Trudge, trudge, trudge. Sweating down the street.
Another train ride later, we came to another home in the 14th arrondissement, directly in the heart of Paris. More central, and convenient, and staying with a lovely pair of men, Stefan and Olivier. They took us into their flat, threw a small, lovely birthday dinner for Derek, gave us lots of wine, champagne and crepes, and carried on with a wonderful game of "I Have Never."

Pictured below are our new friends, Amilliano, Olivier, another American couchsurfer in the back, Julio, Marie, David, and Stefan. And of course, yours truly, front and center. 
Derek appears in the last one but I felt the need to put both pictures up because everyone appears to be smiling and happy in the first, and on the redo I had to take because Derek wasn't visible, the attitude seems to have gone down a bit. 

Why is this crazy American making me take another picture with him?

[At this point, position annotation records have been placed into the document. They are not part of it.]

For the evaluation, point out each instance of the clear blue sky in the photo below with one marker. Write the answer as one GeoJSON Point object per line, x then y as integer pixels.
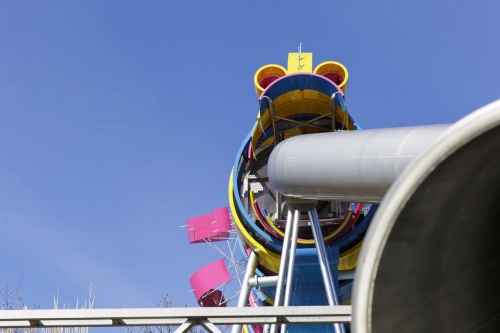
{"type": "Point", "coordinates": [121, 119]}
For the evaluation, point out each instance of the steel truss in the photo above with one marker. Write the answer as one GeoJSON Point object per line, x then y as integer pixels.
{"type": "Point", "coordinates": [185, 318]}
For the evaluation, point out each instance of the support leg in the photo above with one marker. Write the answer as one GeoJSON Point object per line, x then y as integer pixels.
{"type": "Point", "coordinates": [291, 262]}
{"type": "Point", "coordinates": [245, 288]}
{"type": "Point", "coordinates": [283, 266]}
{"type": "Point", "coordinates": [324, 264]}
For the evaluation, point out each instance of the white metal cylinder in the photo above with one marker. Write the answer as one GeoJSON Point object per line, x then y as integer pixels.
{"type": "Point", "coordinates": [347, 165]}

I'M having a good time anyway.

Speaking with people whose second language is English is very influencing.
All that wishy-washy, "Oh yeeeah, maybe I'll go do this, and that, orrrrr blah blah" is slowly leaving my vocabulary. I find myself using blunt, direct sentence structure, that may not exactly be proper grammar, but I like it. It gets the point across and saves you some raised eyebrows and questioning looks from any foreign tongues you may be trying to converse with. Derek, myself, and Julio too admitted we've all begun speaking this way over the course of our travels.
"I go here"
"I wash"
"I ask"

Also, throwing "no?" onto the end of any sentence you may wish to be responded to with an answer.
"You shower now, no?"

I need to also get used to the bissou greeting, the kiss kiss on each cheek. I believe I whacked Marie fairly hard with my cheekbone in our greeting last night. She said nothing, which was nice, but I knew my foreignness was showing. There are so many fun customs to learn, and so much laughter and amusement when discussing the possibility of taking these new customs back home to the States. 
What would a man do if you attempted to kiss him when you met?

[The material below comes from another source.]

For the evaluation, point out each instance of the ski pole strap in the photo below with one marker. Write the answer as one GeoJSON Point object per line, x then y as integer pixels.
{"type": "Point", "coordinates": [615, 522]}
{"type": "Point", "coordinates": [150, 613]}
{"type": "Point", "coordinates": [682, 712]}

Hanging out with a bunch of French, or with any foreign nationals, you're guaranteed to spend some time gazing off into space, thinking of what you'll say, or they will say next to bridge the language gap. Our hosts on this night were very considerate and made gracious, and frequent stops to translate. I find it thrilling and charming, and I like to pretend--whether or not it may be true is for each individual to decide--that I am exotic and interesting in my Americanhood. I can discuss politics, our abysmal food corporations, and how great we are by sheer size. Fascinating.
Something I thought amusing last night, when Stefan declared to me that he thought France could learn a lot from the U.S. (Me: "Nobody ever says that!") in the way we tax the citizens of our nation. He said the taxes in France are extremely high, a person can be making one million a fiscal year and be taxed to the sum of around $75,000 at the end of it. There was little motivation to work hard and earn a high wage because at the end you lose such a high percentage of it. He thought that in America, the way the rich are rewarded for their money earning, with their actual money, was the correct way to provide incentive and healthy for the individual earner.

Interesting to hear.

All for now.
I go enjoy Paris now, no? Oui.
Merci beaucoup.

1 comment:

  1. Wow! Just Wow!.. thanks for all the great pictures and anecdotes. I'm excited about the next leg in the Italian countryside!